Dieter Möhler, Vorsitzender des Deutschen Diabetiker Bundes, sah die Vollversorgung für Diabetiker in Gefahr. "Die gesetzlich verankerte ausreichende Versorgung muss tagtäglich erkämpft werden", betonte er. Die Verordnung von Insulinpumpen, Insulinanaloga oder Blutzuckermessstreifen sei häufig ein Problem. Auch im Sinne einer Kostenersparnis sei es notwendig, Folgeerkrankungen zurückzudrängen, erklärte Möhler. "Hier müssen die Patienteninteressen glasklar im Vordergrund stehen."

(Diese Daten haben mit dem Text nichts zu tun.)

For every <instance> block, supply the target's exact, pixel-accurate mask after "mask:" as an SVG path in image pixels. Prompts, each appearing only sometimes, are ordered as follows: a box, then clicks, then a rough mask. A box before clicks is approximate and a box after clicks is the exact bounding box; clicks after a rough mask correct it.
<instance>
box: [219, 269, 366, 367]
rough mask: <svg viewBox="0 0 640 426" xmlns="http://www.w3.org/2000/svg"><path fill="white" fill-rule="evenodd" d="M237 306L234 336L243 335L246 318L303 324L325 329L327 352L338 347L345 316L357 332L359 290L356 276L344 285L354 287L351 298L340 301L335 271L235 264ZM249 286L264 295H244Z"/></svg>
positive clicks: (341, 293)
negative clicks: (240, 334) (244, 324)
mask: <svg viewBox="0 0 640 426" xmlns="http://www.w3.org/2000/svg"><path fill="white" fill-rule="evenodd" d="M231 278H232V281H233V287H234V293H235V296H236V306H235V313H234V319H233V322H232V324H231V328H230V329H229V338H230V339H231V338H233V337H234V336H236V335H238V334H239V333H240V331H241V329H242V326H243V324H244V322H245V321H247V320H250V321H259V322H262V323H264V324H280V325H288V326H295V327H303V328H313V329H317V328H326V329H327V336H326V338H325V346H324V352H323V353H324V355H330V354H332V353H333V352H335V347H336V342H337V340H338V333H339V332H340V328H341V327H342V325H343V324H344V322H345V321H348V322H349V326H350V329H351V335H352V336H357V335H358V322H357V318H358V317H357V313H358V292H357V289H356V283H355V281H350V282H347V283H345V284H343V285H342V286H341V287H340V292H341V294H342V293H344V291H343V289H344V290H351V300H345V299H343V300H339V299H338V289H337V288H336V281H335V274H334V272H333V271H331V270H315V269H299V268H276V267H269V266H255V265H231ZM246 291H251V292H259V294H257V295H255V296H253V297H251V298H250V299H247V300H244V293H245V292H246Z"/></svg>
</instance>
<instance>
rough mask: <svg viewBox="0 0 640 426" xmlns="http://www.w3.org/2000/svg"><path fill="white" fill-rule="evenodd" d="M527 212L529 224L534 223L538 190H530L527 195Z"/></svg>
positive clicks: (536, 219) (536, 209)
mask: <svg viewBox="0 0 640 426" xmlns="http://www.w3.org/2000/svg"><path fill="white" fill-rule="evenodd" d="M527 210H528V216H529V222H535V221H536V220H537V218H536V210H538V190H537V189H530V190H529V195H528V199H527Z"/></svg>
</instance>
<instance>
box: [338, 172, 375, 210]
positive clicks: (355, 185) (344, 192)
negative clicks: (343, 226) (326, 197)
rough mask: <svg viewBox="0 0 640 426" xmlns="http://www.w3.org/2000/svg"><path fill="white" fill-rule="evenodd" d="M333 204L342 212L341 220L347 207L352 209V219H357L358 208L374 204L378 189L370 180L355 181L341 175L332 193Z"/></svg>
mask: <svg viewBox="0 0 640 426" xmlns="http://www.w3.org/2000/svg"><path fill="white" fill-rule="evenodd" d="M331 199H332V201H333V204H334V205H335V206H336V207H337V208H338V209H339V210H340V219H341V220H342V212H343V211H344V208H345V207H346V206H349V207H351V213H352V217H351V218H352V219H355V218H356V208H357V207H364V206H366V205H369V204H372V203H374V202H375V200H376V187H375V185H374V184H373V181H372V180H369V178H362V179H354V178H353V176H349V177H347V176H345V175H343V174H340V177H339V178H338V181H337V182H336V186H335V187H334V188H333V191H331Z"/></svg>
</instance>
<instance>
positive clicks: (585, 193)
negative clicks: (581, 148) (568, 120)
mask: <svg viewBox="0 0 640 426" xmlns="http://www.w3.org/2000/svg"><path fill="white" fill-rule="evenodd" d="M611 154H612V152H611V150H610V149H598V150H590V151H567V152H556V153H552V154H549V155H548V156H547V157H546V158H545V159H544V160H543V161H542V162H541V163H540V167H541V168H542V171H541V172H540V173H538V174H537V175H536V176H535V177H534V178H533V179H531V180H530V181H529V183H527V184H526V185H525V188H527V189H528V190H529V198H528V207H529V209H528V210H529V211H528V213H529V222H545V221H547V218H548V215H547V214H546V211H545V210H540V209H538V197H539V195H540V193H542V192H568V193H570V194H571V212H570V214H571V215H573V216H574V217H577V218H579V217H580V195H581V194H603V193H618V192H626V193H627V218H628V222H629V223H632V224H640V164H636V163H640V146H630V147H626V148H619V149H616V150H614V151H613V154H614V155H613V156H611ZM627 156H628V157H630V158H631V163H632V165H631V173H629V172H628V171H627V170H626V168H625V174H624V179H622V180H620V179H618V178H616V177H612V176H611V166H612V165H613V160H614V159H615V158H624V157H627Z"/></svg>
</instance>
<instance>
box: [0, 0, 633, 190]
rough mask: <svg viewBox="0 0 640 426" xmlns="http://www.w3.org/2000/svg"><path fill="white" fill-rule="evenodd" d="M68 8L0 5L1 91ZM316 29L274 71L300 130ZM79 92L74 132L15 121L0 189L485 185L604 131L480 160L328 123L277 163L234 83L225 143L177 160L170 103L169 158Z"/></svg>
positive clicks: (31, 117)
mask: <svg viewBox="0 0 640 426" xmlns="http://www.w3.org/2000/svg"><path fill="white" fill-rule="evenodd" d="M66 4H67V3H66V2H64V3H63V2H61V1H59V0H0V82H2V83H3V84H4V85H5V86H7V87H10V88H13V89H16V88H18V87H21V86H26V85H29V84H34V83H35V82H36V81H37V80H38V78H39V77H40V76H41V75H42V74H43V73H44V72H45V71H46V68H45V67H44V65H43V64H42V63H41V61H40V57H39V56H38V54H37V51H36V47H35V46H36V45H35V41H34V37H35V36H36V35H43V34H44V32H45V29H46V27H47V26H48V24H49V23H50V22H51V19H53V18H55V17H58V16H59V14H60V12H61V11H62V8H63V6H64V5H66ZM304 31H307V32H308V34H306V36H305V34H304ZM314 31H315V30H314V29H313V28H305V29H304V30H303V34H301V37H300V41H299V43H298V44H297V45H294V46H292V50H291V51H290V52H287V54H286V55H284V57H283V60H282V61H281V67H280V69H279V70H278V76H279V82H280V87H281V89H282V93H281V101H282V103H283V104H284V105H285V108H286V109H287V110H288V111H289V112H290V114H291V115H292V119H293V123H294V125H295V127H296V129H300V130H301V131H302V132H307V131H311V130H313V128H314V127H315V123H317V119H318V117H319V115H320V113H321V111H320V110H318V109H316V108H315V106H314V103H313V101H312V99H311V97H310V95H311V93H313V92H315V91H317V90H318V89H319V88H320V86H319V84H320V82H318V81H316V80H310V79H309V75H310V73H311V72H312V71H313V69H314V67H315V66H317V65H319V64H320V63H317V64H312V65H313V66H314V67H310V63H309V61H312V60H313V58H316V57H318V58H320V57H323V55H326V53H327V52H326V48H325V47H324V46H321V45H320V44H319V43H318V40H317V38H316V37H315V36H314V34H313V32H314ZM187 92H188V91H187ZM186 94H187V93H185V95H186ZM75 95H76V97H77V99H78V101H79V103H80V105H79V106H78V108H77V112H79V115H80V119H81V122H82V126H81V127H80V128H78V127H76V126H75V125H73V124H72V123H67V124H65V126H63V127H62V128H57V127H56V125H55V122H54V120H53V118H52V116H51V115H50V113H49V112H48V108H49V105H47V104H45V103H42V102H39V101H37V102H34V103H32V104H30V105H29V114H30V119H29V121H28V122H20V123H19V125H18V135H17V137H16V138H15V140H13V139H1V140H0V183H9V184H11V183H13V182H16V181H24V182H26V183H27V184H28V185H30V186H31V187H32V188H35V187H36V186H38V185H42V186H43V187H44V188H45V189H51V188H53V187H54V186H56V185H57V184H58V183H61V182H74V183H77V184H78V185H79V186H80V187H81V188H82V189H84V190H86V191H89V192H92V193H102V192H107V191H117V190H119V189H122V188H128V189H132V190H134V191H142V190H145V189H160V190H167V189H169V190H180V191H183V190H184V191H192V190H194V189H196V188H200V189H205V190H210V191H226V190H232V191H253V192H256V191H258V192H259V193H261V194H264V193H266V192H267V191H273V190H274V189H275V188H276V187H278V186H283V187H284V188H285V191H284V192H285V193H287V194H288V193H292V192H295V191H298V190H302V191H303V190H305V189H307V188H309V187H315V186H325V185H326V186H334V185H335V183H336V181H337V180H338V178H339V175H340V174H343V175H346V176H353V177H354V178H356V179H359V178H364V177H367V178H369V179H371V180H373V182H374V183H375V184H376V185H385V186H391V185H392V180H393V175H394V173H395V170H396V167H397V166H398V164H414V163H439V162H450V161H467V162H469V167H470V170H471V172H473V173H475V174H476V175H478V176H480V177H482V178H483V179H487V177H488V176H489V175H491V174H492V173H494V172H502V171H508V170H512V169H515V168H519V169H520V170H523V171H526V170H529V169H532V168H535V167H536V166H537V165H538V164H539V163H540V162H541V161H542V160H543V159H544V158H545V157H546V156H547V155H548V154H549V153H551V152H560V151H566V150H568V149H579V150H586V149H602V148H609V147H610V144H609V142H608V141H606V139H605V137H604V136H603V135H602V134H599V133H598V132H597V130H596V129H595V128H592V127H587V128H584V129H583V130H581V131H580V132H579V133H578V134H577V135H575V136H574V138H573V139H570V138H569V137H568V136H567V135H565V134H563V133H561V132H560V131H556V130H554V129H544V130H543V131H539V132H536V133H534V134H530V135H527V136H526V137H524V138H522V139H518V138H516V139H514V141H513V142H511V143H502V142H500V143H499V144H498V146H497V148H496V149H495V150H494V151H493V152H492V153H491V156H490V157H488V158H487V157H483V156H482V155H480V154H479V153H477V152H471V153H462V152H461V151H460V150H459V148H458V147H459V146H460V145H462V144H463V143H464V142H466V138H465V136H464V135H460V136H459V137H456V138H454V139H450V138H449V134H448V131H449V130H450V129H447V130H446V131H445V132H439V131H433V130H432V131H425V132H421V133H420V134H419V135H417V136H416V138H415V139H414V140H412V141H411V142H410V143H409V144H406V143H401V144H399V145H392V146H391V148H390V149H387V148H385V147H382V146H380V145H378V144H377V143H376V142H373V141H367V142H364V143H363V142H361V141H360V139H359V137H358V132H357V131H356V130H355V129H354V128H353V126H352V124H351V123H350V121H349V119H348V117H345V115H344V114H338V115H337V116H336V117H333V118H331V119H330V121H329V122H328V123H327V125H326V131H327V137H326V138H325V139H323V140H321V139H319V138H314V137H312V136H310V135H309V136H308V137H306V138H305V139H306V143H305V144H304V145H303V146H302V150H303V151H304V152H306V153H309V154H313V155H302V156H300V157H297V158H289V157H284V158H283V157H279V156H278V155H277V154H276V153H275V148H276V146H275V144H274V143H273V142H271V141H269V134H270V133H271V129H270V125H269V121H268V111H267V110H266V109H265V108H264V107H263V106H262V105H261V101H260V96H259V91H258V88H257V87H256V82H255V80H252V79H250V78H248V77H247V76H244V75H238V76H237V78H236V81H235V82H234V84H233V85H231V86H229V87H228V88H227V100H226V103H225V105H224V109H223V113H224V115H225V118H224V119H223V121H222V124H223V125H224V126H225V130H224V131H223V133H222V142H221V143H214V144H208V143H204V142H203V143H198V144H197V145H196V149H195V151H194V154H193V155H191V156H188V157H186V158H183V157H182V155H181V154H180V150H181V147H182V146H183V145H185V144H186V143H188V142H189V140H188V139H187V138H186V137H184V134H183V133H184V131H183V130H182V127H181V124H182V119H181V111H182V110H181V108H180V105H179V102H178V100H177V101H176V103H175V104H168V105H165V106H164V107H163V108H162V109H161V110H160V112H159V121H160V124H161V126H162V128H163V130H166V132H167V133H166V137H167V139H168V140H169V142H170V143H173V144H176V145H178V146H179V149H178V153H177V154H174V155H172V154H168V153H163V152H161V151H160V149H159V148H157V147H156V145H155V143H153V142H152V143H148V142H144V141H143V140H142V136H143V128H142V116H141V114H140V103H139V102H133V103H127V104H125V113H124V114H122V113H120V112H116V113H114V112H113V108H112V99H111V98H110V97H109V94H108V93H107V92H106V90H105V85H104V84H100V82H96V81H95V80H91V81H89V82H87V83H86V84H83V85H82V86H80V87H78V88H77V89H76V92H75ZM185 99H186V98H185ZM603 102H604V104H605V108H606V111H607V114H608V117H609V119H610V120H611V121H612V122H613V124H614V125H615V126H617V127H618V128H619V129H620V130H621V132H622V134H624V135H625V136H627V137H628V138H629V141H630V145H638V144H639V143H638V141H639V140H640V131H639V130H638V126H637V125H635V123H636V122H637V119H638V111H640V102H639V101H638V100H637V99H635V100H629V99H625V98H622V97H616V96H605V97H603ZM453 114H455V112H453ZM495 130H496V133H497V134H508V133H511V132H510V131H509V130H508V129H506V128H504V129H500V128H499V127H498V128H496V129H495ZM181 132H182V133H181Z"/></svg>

Konkret um die Interessen der Diabetiker ging es in den Fachvorträgen und in den Workshops, die erstmals zu Themen wie Insulintherapie, Ernährung, Yoga, Sport und Fußmanagement angeboten wurden. "Die Resonanz war sehr gut", freute sich Christiane Eidmann, Projektleiterin der Messe. Bewegung und ein gesunder Lebensstil waren wichtige Themen. So waren in der Messehalle Wii-Stationen und ein Kinder-Sportparcours aufgebaut.

Bildunterschrift: Daniel Bahr (l.) ließ auf der Diabetes Messe 2010 in Münster auch selbst seinen Blutzucker messen. Dr. Ludger Rose unterstützte ihn dabei.